Condamnées mardi par le tribunal correctionnel de Nice pour des travaux illégaux à Roquebrune-Cap-Martin, deux sociétés liées au Maybourne Riviera écopent de sanctions modestes. Le gérant, proche de l’émir du Qatar, a été relaxé.
La décision était attendue dans cette affaire de chantier tout à la fois hors-norme et hors-la-loi. Elle n’a guère surpris, mais laisse pour certains un goût d’inachevé. Mardi, le tribunal correctionnel de Nice a reconnu coupables deux sociétés morales liées au luxueux (et très médiatique) hôtel Maybourne Riviera, à Roquebrune-Cap-Martin, de plusieurs infractions au code de l’urbanisme.
Leurs représentants écopent chacun de 15.000 euros d’amende, devront remettre les lieux en conformité – notamment en démolissant une annexe bâtie en zone interdite – et indemniser la commune à hauteur de quelques milliers d’euros. Ils doivent aussi verser 50.000 euros à l’association de défense des intérêts des riverains, au titre du préjudice subi, et indemniser la municipalité de Roquebrune pour des frais de procédure, ainsi que pour le préjudice d’image. En revanche, Gilles de Boissieu, gérant de l’hôtel et gestionnaire de la fortune de l’ancien émir du Qatar, a été relaxé.

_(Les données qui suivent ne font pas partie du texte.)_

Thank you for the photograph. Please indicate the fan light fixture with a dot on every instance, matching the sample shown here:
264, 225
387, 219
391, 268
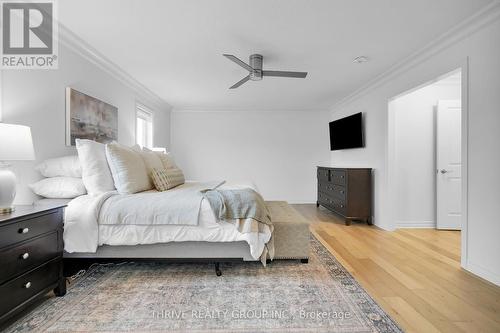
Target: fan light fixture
360, 59
255, 71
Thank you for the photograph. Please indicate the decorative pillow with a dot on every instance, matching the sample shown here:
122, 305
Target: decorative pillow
59, 187
128, 169
96, 175
151, 159
166, 179
67, 166
167, 159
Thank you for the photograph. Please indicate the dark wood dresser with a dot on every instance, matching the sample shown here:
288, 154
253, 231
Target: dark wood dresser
31, 248
347, 192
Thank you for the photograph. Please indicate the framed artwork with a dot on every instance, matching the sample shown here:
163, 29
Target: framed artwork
89, 118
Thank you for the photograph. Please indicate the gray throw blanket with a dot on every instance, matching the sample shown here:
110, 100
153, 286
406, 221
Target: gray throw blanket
247, 209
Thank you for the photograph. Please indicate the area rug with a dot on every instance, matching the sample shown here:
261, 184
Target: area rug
287, 296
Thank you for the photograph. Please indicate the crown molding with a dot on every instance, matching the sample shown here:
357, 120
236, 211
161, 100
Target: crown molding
254, 111
82, 48
488, 14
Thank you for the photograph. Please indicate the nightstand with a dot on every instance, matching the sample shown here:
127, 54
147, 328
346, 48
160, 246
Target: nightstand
31, 248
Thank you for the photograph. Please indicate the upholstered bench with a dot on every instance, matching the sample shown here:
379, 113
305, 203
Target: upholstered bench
291, 231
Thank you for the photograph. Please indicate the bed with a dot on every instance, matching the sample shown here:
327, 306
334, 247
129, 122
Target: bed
117, 226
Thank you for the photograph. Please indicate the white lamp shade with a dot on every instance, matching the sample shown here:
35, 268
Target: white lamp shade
16, 143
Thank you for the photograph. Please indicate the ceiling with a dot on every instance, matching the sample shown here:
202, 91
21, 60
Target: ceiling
175, 47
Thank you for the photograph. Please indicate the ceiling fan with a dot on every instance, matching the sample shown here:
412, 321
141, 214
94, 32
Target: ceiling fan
256, 73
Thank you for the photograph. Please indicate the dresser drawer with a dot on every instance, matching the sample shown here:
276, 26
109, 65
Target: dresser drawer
332, 190
28, 255
22, 230
21, 289
338, 177
340, 206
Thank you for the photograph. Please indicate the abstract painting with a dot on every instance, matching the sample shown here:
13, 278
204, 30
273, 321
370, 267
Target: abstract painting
89, 118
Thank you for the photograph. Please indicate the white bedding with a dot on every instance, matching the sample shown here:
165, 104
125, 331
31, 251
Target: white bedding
89, 224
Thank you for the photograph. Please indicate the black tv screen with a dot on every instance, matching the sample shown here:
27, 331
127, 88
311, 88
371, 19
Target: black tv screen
347, 132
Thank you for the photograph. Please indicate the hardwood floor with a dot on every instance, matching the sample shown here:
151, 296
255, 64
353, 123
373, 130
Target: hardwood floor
414, 274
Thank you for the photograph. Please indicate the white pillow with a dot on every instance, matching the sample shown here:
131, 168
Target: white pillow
167, 159
67, 166
128, 169
96, 175
151, 159
59, 187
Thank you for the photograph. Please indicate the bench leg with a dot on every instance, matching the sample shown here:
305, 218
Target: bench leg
218, 272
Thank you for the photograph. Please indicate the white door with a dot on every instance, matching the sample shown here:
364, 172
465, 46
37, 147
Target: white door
449, 164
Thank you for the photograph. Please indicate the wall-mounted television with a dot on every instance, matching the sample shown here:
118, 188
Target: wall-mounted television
347, 133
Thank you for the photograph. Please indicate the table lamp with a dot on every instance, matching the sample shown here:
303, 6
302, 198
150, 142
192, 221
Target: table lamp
15, 145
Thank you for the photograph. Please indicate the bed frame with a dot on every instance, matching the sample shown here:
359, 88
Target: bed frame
210, 252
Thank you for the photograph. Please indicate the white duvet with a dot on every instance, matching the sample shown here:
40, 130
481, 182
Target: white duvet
91, 221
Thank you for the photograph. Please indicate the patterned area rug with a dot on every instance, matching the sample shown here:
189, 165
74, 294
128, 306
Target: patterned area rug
286, 296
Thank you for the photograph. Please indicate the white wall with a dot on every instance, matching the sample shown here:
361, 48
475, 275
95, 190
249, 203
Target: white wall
278, 151
415, 152
481, 46
37, 98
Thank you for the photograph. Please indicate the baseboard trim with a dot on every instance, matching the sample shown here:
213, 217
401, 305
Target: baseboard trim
483, 273
415, 224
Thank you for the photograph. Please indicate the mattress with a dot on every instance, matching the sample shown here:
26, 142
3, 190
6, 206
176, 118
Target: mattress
51, 202
209, 229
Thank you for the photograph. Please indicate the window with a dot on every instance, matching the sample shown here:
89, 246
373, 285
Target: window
144, 126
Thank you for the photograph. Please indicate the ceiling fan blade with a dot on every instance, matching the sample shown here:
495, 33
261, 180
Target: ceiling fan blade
285, 74
240, 82
238, 61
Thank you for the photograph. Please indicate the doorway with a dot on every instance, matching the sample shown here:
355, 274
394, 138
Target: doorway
425, 155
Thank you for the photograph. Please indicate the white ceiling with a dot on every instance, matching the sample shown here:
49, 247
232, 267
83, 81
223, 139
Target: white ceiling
175, 47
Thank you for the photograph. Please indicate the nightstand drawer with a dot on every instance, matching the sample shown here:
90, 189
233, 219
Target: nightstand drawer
22, 230
21, 289
28, 255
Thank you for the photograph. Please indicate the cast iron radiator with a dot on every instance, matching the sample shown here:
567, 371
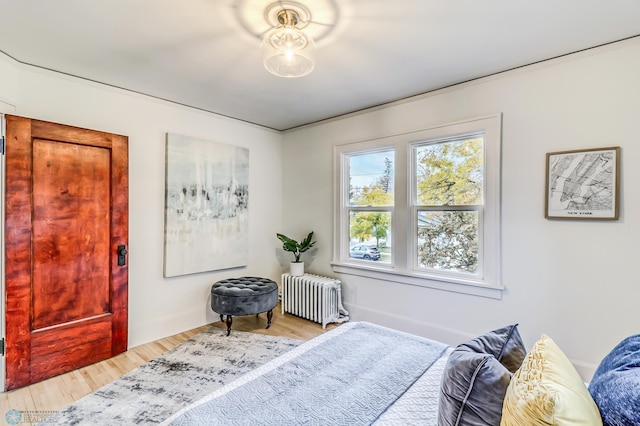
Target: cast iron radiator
313, 297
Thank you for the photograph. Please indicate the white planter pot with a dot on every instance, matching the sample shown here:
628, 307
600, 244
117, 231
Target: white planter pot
296, 269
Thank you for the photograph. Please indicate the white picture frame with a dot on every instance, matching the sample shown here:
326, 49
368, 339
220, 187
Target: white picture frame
206, 206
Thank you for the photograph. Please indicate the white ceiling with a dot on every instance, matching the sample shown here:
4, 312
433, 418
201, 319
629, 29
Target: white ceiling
206, 53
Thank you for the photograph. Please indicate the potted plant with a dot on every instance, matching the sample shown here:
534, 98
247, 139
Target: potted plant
297, 248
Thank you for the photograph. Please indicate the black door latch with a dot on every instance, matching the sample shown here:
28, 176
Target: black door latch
122, 252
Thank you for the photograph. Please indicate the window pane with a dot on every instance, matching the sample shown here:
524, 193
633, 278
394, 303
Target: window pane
371, 179
450, 173
448, 240
370, 236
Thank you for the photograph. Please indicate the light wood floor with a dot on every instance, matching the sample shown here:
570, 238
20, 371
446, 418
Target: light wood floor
56, 393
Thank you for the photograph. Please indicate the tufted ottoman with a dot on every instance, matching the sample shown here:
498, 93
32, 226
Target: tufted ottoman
244, 296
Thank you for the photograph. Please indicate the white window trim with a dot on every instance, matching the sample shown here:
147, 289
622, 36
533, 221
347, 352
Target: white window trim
403, 269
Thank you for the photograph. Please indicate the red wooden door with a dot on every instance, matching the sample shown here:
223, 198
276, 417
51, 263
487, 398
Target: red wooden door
66, 214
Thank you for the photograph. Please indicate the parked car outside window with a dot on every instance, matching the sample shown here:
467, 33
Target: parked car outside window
362, 251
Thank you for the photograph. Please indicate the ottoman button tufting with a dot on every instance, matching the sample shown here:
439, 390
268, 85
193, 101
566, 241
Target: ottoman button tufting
244, 296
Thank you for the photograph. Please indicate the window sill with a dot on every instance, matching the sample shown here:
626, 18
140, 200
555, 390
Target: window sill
456, 285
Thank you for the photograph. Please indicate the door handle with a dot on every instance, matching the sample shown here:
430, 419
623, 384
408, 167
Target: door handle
122, 252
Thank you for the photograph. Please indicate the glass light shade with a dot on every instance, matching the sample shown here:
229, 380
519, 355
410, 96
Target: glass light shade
288, 52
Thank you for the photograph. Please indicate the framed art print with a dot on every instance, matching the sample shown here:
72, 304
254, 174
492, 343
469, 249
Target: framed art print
583, 184
206, 206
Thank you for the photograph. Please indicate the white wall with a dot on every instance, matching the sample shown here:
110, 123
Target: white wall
158, 307
576, 281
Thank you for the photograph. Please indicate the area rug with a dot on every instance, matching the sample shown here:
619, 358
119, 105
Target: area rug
155, 390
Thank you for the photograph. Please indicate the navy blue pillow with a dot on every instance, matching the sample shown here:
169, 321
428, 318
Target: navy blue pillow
476, 378
615, 386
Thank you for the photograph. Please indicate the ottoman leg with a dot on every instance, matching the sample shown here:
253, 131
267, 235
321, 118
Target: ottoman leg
269, 317
229, 320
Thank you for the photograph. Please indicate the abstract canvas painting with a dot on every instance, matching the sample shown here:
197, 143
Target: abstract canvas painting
206, 206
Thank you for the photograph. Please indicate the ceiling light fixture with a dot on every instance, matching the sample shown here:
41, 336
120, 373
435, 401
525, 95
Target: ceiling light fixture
286, 50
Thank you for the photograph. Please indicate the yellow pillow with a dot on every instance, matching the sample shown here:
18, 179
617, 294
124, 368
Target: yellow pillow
547, 390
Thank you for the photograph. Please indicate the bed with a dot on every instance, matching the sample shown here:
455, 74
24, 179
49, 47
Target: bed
361, 374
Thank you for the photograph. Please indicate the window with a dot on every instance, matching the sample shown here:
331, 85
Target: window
423, 207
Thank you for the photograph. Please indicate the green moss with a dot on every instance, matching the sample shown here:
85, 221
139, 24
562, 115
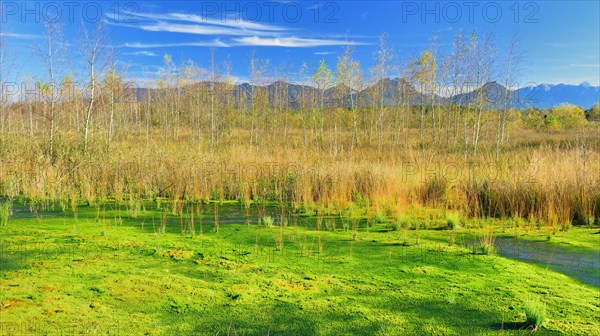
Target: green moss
236, 281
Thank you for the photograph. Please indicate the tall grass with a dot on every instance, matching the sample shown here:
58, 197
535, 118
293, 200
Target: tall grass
553, 183
535, 312
5, 212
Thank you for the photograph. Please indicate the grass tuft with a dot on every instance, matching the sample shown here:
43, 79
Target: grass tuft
535, 313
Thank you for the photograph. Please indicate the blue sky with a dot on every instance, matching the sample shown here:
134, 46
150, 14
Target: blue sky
559, 39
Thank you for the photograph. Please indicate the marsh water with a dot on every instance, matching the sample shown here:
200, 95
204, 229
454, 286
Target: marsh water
584, 266
581, 265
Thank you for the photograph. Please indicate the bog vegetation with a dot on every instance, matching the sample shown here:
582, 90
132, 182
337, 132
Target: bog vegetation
346, 142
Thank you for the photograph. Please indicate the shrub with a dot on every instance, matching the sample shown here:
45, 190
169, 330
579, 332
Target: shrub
535, 313
402, 222
485, 245
267, 221
5, 212
453, 220
378, 218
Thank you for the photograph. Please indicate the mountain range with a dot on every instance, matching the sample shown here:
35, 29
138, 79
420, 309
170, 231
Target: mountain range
391, 91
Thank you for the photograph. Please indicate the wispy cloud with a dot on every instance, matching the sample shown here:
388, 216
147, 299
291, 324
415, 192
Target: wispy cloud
20, 36
142, 53
292, 42
211, 44
584, 65
229, 32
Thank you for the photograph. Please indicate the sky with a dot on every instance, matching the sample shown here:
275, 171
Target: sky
559, 41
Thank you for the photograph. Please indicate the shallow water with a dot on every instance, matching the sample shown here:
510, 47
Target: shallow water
584, 266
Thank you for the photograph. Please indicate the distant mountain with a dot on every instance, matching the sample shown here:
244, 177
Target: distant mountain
547, 95
394, 91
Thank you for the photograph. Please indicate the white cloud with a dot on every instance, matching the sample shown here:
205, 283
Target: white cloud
215, 43
590, 65
292, 42
142, 53
20, 36
235, 32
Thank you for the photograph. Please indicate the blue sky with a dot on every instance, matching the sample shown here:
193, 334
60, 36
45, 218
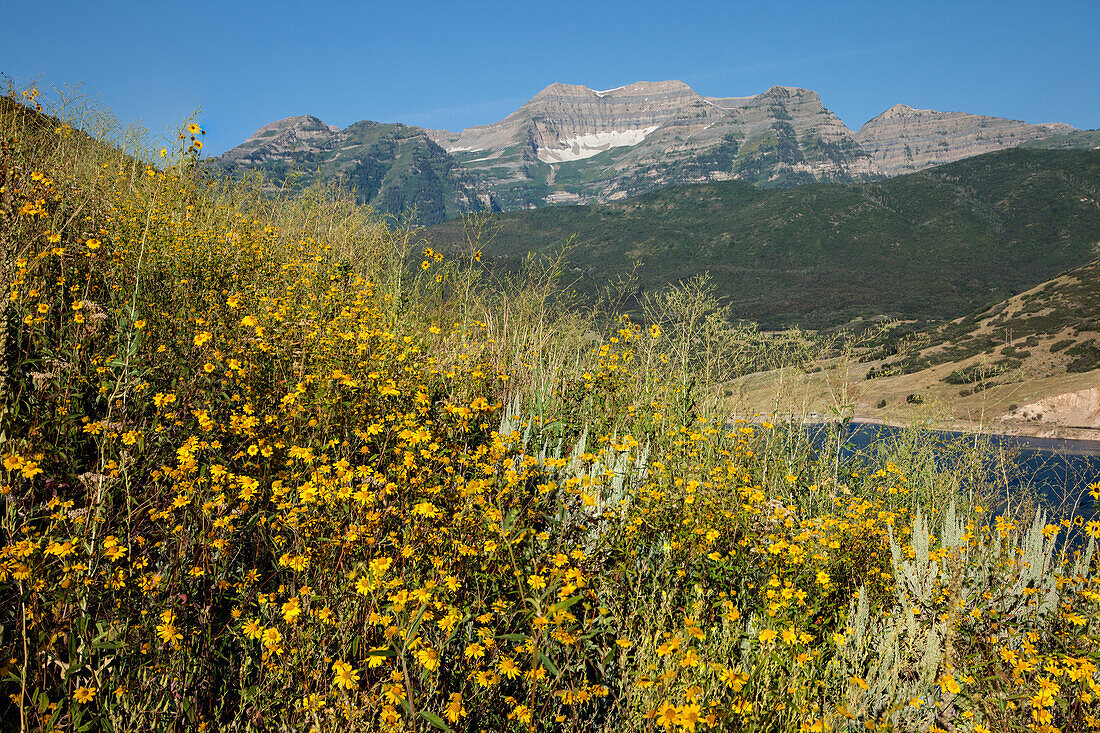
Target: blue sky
455, 64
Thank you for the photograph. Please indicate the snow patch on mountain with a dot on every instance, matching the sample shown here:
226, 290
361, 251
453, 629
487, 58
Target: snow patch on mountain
593, 143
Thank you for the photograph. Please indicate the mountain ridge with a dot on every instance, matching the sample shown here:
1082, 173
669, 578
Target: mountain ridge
573, 144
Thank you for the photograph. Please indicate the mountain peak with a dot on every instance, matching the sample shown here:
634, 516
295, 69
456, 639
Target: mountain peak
635, 89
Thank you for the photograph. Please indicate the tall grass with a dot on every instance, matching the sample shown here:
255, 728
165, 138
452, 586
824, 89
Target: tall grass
271, 463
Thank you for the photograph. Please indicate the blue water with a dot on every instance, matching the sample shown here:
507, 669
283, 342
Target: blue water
1057, 470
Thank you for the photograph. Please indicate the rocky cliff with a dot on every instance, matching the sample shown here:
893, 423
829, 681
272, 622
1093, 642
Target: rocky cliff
574, 144
571, 144
394, 167
903, 140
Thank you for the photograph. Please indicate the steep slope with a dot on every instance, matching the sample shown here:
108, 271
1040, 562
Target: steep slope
927, 245
571, 144
574, 144
394, 167
903, 140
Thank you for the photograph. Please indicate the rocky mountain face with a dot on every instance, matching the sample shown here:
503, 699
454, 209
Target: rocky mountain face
394, 167
571, 144
903, 140
574, 144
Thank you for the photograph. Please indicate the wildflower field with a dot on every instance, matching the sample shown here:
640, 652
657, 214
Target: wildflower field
268, 463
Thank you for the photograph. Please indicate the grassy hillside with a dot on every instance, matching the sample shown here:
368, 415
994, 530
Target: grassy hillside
257, 474
1029, 364
927, 245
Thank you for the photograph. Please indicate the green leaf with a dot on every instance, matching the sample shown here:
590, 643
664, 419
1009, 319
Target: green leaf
568, 603
435, 720
545, 660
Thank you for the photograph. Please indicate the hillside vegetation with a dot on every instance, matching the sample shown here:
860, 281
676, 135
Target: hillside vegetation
257, 473
928, 245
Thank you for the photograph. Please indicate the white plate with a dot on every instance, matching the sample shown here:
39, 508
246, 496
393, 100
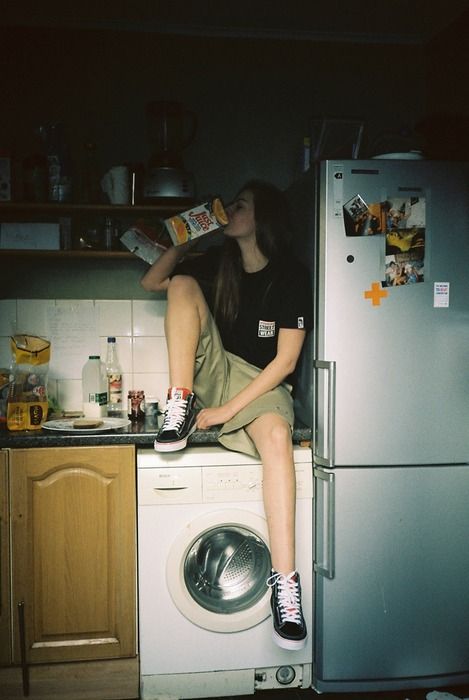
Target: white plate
66, 424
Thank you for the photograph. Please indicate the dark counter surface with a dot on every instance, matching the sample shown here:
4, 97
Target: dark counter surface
135, 434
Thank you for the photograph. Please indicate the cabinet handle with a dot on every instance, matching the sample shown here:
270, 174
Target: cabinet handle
24, 663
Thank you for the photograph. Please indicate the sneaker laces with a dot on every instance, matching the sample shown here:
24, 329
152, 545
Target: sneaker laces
174, 414
288, 596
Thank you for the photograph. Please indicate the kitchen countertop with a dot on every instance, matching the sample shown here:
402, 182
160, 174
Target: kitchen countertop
135, 434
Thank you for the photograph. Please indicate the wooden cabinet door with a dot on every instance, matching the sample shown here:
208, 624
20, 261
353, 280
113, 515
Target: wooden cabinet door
5, 643
73, 516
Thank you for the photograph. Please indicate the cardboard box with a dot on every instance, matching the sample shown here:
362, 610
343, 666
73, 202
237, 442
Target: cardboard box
29, 236
197, 221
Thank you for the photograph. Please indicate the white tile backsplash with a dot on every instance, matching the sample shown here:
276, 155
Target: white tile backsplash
114, 317
149, 355
148, 317
78, 328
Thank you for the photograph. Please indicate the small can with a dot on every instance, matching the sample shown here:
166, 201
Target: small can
151, 412
136, 405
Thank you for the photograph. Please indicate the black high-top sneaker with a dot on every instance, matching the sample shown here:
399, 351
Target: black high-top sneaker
289, 625
178, 421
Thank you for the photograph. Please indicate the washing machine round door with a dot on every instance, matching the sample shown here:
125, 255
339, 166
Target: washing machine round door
217, 571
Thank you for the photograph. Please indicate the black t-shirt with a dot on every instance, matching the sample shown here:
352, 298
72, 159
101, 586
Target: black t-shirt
273, 298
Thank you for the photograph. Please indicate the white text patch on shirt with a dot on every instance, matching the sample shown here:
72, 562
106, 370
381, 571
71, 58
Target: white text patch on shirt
266, 329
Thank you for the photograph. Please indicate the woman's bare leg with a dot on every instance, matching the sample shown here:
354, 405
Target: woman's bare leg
272, 436
186, 316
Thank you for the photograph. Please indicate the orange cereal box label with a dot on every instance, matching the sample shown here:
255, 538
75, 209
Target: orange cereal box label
196, 221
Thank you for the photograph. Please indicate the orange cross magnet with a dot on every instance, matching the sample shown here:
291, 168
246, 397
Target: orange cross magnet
376, 293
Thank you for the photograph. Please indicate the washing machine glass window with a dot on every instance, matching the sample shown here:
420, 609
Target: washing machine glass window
226, 569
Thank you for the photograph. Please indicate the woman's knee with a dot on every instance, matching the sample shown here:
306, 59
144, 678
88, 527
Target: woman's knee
273, 433
183, 285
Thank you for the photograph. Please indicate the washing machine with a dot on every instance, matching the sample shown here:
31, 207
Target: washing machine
205, 626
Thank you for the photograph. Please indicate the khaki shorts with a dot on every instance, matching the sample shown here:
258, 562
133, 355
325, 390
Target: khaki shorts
220, 375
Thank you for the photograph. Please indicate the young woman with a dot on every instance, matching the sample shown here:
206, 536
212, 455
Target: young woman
236, 321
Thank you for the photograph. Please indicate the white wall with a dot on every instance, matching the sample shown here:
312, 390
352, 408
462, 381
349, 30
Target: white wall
78, 328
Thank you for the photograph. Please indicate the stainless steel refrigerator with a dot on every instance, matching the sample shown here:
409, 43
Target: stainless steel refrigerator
388, 245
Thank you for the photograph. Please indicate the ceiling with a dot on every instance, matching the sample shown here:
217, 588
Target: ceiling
362, 21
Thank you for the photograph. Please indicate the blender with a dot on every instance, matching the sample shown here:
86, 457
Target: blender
171, 128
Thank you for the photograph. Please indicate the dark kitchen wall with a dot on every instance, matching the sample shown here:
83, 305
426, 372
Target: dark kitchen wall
254, 100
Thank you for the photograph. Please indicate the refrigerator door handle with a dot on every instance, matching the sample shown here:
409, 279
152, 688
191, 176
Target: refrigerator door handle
325, 525
324, 443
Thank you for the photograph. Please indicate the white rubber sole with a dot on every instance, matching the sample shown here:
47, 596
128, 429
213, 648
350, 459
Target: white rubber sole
288, 644
173, 446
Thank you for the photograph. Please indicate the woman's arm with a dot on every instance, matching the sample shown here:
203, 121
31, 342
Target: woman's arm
290, 342
157, 277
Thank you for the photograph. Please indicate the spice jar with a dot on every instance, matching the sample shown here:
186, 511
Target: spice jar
136, 405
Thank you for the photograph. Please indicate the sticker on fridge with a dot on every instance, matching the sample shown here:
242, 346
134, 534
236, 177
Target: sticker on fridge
362, 219
405, 241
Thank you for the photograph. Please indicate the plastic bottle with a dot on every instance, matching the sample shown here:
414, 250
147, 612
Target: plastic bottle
114, 378
94, 383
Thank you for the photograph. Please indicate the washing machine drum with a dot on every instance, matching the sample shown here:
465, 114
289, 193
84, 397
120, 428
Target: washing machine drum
217, 569
226, 569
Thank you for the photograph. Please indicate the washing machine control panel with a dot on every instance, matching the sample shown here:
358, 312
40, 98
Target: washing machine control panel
227, 484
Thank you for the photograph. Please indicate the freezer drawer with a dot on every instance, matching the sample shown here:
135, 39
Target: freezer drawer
391, 584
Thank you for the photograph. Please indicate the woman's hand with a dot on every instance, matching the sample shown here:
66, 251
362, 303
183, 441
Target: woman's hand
208, 417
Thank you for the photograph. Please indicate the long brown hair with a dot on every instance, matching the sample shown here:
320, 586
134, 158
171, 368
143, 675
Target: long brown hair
272, 219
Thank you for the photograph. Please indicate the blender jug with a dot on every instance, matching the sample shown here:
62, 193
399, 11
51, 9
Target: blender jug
171, 129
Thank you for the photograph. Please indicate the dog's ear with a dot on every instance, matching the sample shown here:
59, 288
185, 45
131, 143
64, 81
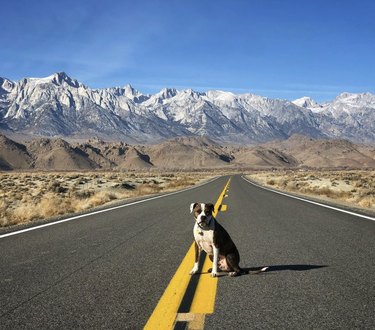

Des moyens judiciaires insuffisants
«Le parquet avait requis une relaxe contre le gérant, considérant qu’il n’avait pas suffisamment les pouvoirs de contrôle et de décision… Donc, de ce point de vue là, la décision n’est pas une surprise », commente Me Clément Bossis, avocat de Marie-Christine Franc de Ferrière, l’ancienne élue d’opposition à l’origine des poursuites. Du reste, il juge les sanctions prononcées très inférieures aux manquements observés. «Il n’y a qu’un seul parquetier dédié à l’urbanisme à Nice. Certaines infractions étaient très facilement constatables, d’autres beaucoup moins. Il aurait fallu ouvrir une information judiciaire et mener une enquête approfondie. À la place, le parquet a choisi de renvoyer sur un périmètre limité, en pariant sur des condamnations rapides. Évidemment, cette façon de ménager la chèvre et le chou donne une réponse judiciaire étroite et décevante», analyse-t-il.
Pour le tribunal, le dossier devait se limiter à ce qui était objectivement répréhensible et documenté. D’où, sans doute, cette décision resserrée, qui évite soigneusement de rouvrir les plaies d’un chantier entaché d’incidents techniques, de tensions entre partenaires, et de soupçons d’abus de confiance ayant déjà donné lieu à deux plaintes distinctes visant le maître d’ouvrage Paddy McKillen. Un pan entier de l’affaire reste donc dans l’ombre.
Perché sur un promontoire dominant la Méditerranée, l’ex-Vista Palace, acquis en 2014 par le cheikh Hamad ben Khalifa Al Thani, avait rouvert en grande pompe sous pavillon Maybourne en 2021, après un chantier de 250 millions d’euros. Mais la métamorphose du bâtiment s’était accompagnée de multiples écarts aux règles d’urbanisme : près de 1200 mètres carrés de surfaces exploitées en dehors du cadre légal, dont 200 mètres carrés en zone rouge du plan de prévention des risques. La justice a tranché. Mais le Maybourne Riviera, qui doit encore se plier aux injonctions de démolition ordonnées par le tribunal, n’en a pas fini de faire parler de lui. Quant aux Roquebrunois, ils devront s’habituer à ce paysage modifié à jamais.